The instructions read “In general, mix 2 parts egg to 3 parts cold water.” I liked that it said “in general” because that meant I didn’t have to be too precise in my measurements, which I rarely am. And in fact, later on I found I could just guess on the ratios and it didn’t matter if I had too much water, as the eggs seemed to fluff up better when I overdid it a little.

But for my first attempt, I used a 1/4 cup measuring cup because that was the smallest measure I could find. Two quarter cups product and three of water fit nicely into a medium size bowl. I noticed right off that the consistency of the powder looked nothing like the floury substance I had seen in the past; these egg crystals resembled very fine Tang. I used a small whisk to mix it, and it dissolved instantly; no lumps and no trouble. The liquid in my bowl was a deep school bus yellow.

But as soon as it hit the frying pan, the color lightened to a perfect sunshine yellow, the exact shade you would see in a batch of fresh scrambled eggs. If I were to guess about the equivalent of my batter to whole fresh eggs, I’d say my little batch was about equal to five large eggs.

I was impressed that this batter allowed me to gently lift the edges all around the pan so the liquid batter could fill in underneath itself, the way I normally prepare an omelet before folding, and within 30 seconds or so, I flipped the whole thing over like a pancake. A few seconds more, and it was done. I rolled it onto my plate.

I didn’t salt this omelet because I wanted to see how it tasted by itself. I was utterly amazed. It looked, smelled, and tasted exactly like a fresh egg omelet. Which of course is what it was. The ingredients in the package are eggs, and only eggs. Nothing else added.

But the real test would come when I tried these eggs out on my wife Connie, who is more finicky about her food than a child. My actual children can attest to that. If Connie didn’t notice anything “artificial” about these eggs, they could pass any test.

To be accurate, referring to Connie as a picky eater is unfair. She just happens to fall into the category of persons researchers have come to call “Supertasters,” people who actually experience the sense of taste with far greater intensity than average. This makes Connie highly acute to detecting anything that tastes the least bit “off.” So if anyone would find something in these eggs to be critical of, it would be my darling bride, who has rejected my cooking more times than…well, lots and lots of times.

Connie had not been aware of the arrival of the shipment of eggs, and I decided not to tell her. In fact, when I mentioned the previous week that I was ordering a an improved type of powdered eggs for our food storage, she said, “Well, you can just enjoy them by yourself.” I knew she wouldn’t taste them on a dare.

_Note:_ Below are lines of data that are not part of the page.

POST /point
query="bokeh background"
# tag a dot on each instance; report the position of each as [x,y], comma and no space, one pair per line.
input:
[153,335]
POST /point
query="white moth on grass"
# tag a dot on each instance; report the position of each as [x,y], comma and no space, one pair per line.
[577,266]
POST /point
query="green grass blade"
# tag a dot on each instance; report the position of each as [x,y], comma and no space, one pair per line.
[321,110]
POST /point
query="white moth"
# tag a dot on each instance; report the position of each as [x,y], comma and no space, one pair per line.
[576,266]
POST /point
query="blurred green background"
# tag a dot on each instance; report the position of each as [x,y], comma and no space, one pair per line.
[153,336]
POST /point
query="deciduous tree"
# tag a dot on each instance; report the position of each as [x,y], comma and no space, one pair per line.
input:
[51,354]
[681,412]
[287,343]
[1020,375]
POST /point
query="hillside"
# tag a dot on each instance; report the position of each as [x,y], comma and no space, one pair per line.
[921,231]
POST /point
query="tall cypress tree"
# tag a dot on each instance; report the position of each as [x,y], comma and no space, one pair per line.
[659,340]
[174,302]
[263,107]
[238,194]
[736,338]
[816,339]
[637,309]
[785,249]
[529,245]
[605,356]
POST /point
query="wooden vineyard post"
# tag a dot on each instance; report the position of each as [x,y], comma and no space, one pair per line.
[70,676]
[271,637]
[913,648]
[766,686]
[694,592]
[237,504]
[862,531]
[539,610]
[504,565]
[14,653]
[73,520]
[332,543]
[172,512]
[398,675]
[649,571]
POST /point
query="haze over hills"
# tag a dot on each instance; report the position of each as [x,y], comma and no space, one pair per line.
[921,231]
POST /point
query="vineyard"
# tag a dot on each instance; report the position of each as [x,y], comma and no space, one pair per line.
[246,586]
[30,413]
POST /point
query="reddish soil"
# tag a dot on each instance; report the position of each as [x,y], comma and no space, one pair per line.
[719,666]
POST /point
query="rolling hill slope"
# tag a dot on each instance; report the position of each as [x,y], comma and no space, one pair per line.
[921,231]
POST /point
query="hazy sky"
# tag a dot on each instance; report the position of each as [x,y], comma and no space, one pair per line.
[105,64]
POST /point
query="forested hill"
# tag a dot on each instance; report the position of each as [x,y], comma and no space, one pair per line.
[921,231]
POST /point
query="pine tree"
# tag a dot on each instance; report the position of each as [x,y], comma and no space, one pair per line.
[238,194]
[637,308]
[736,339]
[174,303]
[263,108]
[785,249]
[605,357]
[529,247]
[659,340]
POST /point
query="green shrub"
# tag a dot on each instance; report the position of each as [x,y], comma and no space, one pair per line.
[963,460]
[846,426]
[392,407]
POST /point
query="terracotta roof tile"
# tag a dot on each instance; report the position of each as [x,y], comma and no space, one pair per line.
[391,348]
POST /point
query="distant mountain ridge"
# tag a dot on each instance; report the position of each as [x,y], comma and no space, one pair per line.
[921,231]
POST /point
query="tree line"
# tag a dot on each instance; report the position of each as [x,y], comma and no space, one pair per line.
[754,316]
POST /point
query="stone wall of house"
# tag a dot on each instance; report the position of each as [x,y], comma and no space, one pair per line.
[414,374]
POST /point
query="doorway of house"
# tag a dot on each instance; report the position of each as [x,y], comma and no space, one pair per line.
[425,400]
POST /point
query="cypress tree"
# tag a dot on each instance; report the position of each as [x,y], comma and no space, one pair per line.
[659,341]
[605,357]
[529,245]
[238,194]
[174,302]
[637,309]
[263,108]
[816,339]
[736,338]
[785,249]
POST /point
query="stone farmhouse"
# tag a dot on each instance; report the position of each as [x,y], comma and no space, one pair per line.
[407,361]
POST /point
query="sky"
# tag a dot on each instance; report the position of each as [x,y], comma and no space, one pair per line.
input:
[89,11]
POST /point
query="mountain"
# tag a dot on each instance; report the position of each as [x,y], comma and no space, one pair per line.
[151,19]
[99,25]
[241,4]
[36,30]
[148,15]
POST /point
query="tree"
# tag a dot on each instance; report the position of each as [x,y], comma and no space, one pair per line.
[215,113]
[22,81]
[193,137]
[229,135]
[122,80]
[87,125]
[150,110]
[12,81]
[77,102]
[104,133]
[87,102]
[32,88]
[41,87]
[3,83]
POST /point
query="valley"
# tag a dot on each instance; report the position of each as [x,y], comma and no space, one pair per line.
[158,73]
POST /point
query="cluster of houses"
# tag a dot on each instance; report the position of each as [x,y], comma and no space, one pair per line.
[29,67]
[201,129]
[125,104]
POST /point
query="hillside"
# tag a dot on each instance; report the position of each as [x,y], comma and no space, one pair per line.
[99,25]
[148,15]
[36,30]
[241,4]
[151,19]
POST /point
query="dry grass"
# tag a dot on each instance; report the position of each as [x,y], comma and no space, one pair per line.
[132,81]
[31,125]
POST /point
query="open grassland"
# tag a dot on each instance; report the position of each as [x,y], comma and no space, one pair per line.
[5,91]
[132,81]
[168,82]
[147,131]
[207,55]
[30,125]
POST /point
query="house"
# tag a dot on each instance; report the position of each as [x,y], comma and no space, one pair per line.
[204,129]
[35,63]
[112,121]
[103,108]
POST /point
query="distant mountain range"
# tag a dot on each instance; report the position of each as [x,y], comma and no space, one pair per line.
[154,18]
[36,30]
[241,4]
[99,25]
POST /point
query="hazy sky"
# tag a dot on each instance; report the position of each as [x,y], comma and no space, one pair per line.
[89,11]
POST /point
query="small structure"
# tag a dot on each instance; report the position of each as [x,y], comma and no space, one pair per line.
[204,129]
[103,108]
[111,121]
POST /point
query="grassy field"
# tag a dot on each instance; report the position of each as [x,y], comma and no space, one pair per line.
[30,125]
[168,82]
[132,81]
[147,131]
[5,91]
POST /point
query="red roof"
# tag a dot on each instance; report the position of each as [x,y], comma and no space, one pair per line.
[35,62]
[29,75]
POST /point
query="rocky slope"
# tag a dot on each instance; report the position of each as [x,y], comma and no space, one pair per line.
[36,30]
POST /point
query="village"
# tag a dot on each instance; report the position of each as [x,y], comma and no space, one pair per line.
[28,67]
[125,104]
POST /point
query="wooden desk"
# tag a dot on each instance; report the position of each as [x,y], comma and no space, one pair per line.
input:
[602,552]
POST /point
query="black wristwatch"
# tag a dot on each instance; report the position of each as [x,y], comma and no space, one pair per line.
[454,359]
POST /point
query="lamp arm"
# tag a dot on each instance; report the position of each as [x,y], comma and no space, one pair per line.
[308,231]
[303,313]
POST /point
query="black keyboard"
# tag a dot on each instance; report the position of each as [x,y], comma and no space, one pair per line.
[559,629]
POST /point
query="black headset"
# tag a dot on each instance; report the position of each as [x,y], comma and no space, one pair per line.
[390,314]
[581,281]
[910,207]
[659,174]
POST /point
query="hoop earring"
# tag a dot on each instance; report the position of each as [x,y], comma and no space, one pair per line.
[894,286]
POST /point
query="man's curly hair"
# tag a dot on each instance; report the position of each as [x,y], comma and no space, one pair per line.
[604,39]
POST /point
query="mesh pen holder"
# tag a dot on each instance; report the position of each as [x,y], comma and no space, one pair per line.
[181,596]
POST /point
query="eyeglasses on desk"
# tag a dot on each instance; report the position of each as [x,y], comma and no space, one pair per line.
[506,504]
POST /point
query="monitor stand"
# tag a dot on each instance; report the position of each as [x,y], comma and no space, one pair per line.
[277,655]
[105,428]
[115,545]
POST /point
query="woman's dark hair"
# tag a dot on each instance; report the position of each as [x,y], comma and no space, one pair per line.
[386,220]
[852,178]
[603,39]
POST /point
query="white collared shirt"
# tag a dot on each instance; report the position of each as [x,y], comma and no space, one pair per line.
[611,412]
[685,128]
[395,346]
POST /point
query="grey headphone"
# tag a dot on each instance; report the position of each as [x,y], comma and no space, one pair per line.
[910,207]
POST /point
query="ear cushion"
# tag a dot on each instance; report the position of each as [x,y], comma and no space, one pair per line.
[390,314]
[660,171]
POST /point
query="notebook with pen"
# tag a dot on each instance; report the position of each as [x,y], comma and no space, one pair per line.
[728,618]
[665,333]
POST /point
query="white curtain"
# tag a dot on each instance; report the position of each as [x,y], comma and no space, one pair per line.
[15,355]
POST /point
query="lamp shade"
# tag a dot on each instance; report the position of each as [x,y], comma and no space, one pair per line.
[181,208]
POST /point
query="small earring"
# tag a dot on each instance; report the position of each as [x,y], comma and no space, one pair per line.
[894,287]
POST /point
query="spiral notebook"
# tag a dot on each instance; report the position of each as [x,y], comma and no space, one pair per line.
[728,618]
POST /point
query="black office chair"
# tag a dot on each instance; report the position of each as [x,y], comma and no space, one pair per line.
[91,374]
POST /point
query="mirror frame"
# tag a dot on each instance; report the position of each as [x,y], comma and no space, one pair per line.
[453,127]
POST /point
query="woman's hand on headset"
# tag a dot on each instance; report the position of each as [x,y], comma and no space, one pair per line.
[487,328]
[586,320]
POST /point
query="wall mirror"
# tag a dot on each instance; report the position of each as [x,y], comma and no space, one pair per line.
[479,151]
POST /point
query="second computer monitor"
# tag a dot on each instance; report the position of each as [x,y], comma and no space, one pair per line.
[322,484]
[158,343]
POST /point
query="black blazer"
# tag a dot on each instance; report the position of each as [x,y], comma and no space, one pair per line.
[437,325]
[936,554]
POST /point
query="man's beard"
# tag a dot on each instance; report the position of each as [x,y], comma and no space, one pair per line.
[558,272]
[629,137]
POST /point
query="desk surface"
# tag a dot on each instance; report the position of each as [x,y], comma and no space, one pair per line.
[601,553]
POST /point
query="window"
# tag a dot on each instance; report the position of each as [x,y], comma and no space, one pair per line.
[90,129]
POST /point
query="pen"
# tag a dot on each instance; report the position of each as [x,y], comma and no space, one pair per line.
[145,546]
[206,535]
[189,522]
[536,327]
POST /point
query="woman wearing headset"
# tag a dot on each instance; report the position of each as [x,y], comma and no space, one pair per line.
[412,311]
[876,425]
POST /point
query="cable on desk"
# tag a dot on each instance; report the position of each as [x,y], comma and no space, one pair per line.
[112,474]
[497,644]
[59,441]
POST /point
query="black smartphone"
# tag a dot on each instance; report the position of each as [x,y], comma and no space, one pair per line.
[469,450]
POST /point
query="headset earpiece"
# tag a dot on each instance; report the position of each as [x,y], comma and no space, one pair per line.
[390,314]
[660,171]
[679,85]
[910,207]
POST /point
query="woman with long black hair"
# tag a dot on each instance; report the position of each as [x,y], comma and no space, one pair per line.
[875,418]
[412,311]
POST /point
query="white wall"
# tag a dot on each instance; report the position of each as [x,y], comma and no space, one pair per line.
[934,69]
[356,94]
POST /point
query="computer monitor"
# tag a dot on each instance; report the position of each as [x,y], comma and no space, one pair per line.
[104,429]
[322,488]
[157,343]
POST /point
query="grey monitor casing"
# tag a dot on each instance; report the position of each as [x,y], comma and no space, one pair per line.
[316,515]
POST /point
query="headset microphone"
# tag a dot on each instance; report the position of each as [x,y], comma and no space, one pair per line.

So, I cooked her up breakfast in bed. Connie likes the way I cook her eggs, which is one egg thinly cooked like a crepe then rolled onto the plate all folded up like a delicate burrito. This time I just guessed on the powder-to-egg ratio, and though it was more watery than my first batch, the water all cooked off and it came out thin and fluffy and perfect.

Connie prefers her eggs fried in butter, so that’s what I cooked them in. After I delivered Connie her breakfast in bed, she did what she never does: she asked if she could have another one of those eggs. Connie said that one was so good she just had to have another. That’s when I told her it was made from powder.

You know how sometimes you’ll tell a person something and they’ll say say, “I don’t believe you”? Well, Connie really, truly did not believe me when I said these eggs came from powder. She had to come out to the kitchen and see for herself. And when she saw the mix hit the frying pan, it was still difficult for her to believe they weren’t “real.” Her egg was looking and cooking up just like a regular egg would.

We have eaten these eggs every day now for a week. Tonight we had them for dinner. This mix can be used in any recipe calling for eggs, and in fact I added a couple of tablespoons into a pancake batter even though the batter did not require it. Best pancakes my little supertaster tells me I’ve ever made.

The only problem I’ve encountered with these eggs is that if we don’t stop eating them soon, we’ll have none left over to put aside for the future. So we’ll stop eating them right after we finish just one more pouch. I promise.